Additional Asset Classes for Growth
In Tel Aviv, we forget that ‘investing’ refers to anything beyond high-tech and startups. However, it’s worth remembering that private equity and venture capital together represent a mere 3.5% of global AUM. While VC will likely remain our local favorite and shiniest asset class, opportunity for high-impact and significant AUM growth exists beyond its borders.
Countries like the US, the UK and the Netherlands have decades of experience building out investment products in other asset classes — think real assets like sustainable construction and affordable housing, cash positions in CDFIs or microfinance banks, or pension funds managed with socially responsible strategies.
In Israel, we have so much more we could do in other asset classes. While efforts are beginning to form in affordable housing and community banking, we’re still decades from reaching their potential. Assuming market penetration comparable to that of the US, Israel could grow its impact investments by more than US$2 billion in communal banking, and support as much as $28 billion in socially responsible registered investment products (mutual funds, ETFs).
Social Finance Israel deserves a special shout out as one bright light in Israel’s non-VC impact investing scene, as they design and bring to market globally innovative Social Impact Bonds in employment, educational attainment, and diabetes.
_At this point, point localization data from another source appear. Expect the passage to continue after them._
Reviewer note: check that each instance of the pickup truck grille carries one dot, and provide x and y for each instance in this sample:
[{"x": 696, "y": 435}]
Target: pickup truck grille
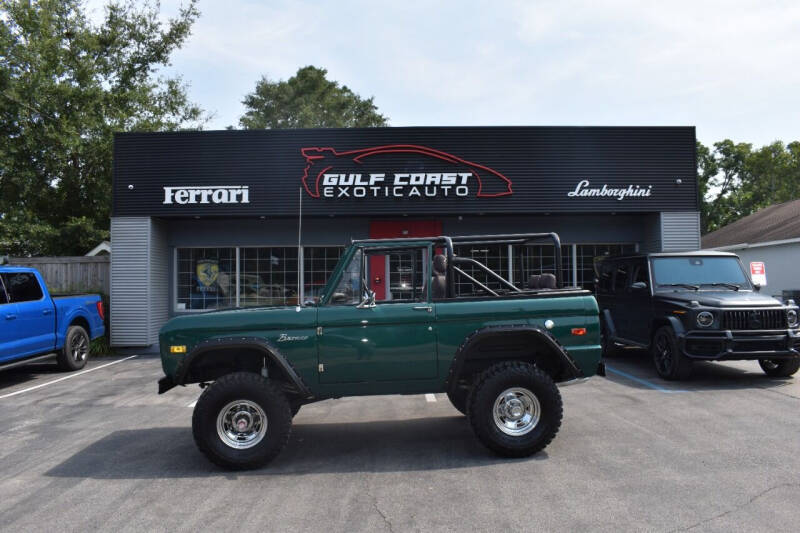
[{"x": 754, "y": 319}]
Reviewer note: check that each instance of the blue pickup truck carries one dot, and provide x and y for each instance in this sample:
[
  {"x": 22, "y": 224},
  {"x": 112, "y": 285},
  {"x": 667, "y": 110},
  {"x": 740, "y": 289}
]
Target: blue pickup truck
[{"x": 35, "y": 326}]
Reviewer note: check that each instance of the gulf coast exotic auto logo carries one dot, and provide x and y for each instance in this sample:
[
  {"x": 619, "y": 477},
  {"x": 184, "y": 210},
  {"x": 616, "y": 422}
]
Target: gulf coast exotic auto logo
[{"x": 398, "y": 171}]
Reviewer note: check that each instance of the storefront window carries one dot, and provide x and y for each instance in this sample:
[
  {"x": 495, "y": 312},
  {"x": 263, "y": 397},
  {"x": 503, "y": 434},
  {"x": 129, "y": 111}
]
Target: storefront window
[
  {"x": 206, "y": 278},
  {"x": 348, "y": 291},
  {"x": 530, "y": 260},
  {"x": 268, "y": 276},
  {"x": 493, "y": 256},
  {"x": 399, "y": 275},
  {"x": 318, "y": 266},
  {"x": 587, "y": 254}
]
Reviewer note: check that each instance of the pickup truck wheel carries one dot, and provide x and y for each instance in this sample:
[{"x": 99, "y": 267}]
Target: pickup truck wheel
[
  {"x": 515, "y": 409},
  {"x": 458, "y": 398},
  {"x": 242, "y": 421},
  {"x": 75, "y": 352},
  {"x": 780, "y": 369},
  {"x": 670, "y": 363}
]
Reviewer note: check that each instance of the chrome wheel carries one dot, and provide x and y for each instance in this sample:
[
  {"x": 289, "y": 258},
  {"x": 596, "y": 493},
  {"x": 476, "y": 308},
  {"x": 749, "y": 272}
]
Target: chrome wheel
[
  {"x": 241, "y": 424},
  {"x": 516, "y": 411},
  {"x": 79, "y": 347}
]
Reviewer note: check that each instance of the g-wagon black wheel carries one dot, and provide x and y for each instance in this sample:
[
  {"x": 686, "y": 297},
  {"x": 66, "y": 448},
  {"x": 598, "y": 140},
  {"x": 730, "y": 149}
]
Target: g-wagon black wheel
[{"x": 670, "y": 363}]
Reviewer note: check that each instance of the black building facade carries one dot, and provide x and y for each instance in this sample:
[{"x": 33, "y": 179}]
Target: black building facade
[{"x": 204, "y": 220}]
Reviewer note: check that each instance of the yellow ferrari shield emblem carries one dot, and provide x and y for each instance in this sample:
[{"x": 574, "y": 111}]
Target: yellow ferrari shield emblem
[{"x": 207, "y": 271}]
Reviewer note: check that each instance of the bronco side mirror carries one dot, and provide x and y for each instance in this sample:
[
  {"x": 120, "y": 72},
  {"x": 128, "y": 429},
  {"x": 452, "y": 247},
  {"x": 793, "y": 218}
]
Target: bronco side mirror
[{"x": 368, "y": 300}]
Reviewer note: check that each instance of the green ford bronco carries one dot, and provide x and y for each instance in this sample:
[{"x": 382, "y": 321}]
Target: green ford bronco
[{"x": 398, "y": 316}]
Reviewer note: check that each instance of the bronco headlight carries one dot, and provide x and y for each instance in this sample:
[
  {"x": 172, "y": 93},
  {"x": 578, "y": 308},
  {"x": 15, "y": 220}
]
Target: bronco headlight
[{"x": 705, "y": 319}]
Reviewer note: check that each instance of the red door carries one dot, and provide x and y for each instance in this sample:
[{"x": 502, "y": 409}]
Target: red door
[{"x": 393, "y": 229}]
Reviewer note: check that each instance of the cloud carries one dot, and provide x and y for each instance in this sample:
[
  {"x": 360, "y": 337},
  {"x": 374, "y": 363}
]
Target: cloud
[{"x": 727, "y": 67}]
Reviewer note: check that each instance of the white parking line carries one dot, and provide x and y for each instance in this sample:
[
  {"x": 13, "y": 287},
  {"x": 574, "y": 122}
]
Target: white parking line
[
  {"x": 642, "y": 381},
  {"x": 9, "y": 395}
]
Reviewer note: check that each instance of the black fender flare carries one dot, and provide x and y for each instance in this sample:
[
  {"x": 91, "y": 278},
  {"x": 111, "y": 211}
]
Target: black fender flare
[
  {"x": 677, "y": 327},
  {"x": 251, "y": 343},
  {"x": 571, "y": 369}
]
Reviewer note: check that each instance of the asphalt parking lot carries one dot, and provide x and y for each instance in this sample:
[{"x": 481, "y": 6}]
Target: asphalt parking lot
[{"x": 101, "y": 450}]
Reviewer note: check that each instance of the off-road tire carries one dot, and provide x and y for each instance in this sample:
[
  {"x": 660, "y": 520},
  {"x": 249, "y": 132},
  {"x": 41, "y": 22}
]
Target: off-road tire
[
  {"x": 458, "y": 397},
  {"x": 253, "y": 388},
  {"x": 502, "y": 377},
  {"x": 780, "y": 369},
  {"x": 668, "y": 359},
  {"x": 76, "y": 339}
]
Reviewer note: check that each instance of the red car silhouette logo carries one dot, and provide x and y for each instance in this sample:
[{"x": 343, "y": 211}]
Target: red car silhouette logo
[{"x": 327, "y": 160}]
In sum, prospects for Israel’s impact sector to develop to a $2.5 billion market within VC/PE within the next decade are entirely feasible. A good part of the homework involves working with existing companies and funds in impact themes to better measure, assess and report on their social and environmental impact they are looking to effect. This, combined with much needed advances in alternate asset classes like public equities, real assets, and fixed income, have strong potential to make Israel a global leader in the field. We’re rolling up sleeves and getting to work.